Found in the trichomes of raw cannabis plants, Cannabidiol Acid (CBDA) is the precursor to the more widely known cannabinoid, cannabidiol (CBD). When heated, CBDA breaks down from its acid form and into CBD. With heat and time, the acid group of the CBDA degrades, leaving behind what many refer to as “activated” CBD. This process of converting CBDA to CBD is called decarboxylation or decarbing. While research on CBDA alone is scarce, a handful of studies found that CBDA has anti-nausea and anti-cancer potential.
Another major cannabinoid that has received a lot of attention for its medical benefits is CBD. What makes CBD more appealing to some patients than THC is the fact that it lacks psychoactive effects. It does not stimulate CB1 and CB2 receptors; instead, it activates other receptors that exert anti-inflammatory effects and decrease bone re-absorption and cancer cell proliferation. CBD has been shown to alleviate the psychoactive effects of THC, which is why it is considered advantageous to combine the two cannabinoids when used for treatment purposes.

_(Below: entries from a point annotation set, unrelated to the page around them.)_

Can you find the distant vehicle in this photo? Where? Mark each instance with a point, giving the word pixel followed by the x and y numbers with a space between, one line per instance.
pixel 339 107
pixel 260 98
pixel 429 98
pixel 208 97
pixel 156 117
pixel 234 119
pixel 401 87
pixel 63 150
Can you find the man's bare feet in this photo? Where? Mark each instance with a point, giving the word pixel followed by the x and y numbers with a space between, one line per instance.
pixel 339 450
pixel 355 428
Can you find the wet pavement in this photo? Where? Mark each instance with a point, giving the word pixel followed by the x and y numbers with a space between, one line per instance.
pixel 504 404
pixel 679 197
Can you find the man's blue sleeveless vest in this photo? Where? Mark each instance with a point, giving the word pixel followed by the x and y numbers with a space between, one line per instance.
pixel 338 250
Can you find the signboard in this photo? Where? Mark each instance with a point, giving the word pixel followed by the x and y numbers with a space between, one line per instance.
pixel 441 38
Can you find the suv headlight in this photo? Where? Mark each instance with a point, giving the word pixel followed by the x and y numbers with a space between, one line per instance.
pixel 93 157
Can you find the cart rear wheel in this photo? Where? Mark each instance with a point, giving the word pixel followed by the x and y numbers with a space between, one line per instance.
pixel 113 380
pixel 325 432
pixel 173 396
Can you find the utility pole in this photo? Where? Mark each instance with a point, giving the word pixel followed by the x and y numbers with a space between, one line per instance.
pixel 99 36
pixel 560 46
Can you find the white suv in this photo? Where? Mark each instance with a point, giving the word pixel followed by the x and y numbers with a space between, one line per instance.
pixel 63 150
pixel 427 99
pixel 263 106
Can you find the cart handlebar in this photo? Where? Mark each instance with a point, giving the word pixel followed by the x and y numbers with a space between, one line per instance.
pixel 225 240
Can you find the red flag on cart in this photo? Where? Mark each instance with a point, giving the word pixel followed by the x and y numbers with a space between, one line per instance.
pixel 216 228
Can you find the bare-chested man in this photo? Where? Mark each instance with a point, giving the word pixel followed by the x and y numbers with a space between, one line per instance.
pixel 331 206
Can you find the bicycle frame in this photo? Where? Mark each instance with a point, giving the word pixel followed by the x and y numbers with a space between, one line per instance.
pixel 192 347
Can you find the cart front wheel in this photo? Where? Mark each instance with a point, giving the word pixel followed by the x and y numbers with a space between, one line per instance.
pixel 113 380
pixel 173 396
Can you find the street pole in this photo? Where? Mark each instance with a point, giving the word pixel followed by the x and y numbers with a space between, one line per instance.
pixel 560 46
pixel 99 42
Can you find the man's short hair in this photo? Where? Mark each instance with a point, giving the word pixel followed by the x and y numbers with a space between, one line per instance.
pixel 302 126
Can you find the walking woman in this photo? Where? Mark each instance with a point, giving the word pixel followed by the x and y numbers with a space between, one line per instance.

As the second most prevalent compound found in cannabis, CBC is gaining the interest of scientific communities that are discovering it’s antiviral and anti-inflammatory properties. CBC is a non-psychoactive cannabinoid known to have several therapeutic capabilities. Like CBD, this cannabinoid binds poorly to CB1 and CB2 receptors which is why it does not produce a ‘high’ when consumed. Recent studies found that CBC may be highly efficient as an anti-acne treatment. Additionally, CBC has shown to inhibit tumors and fight cancer.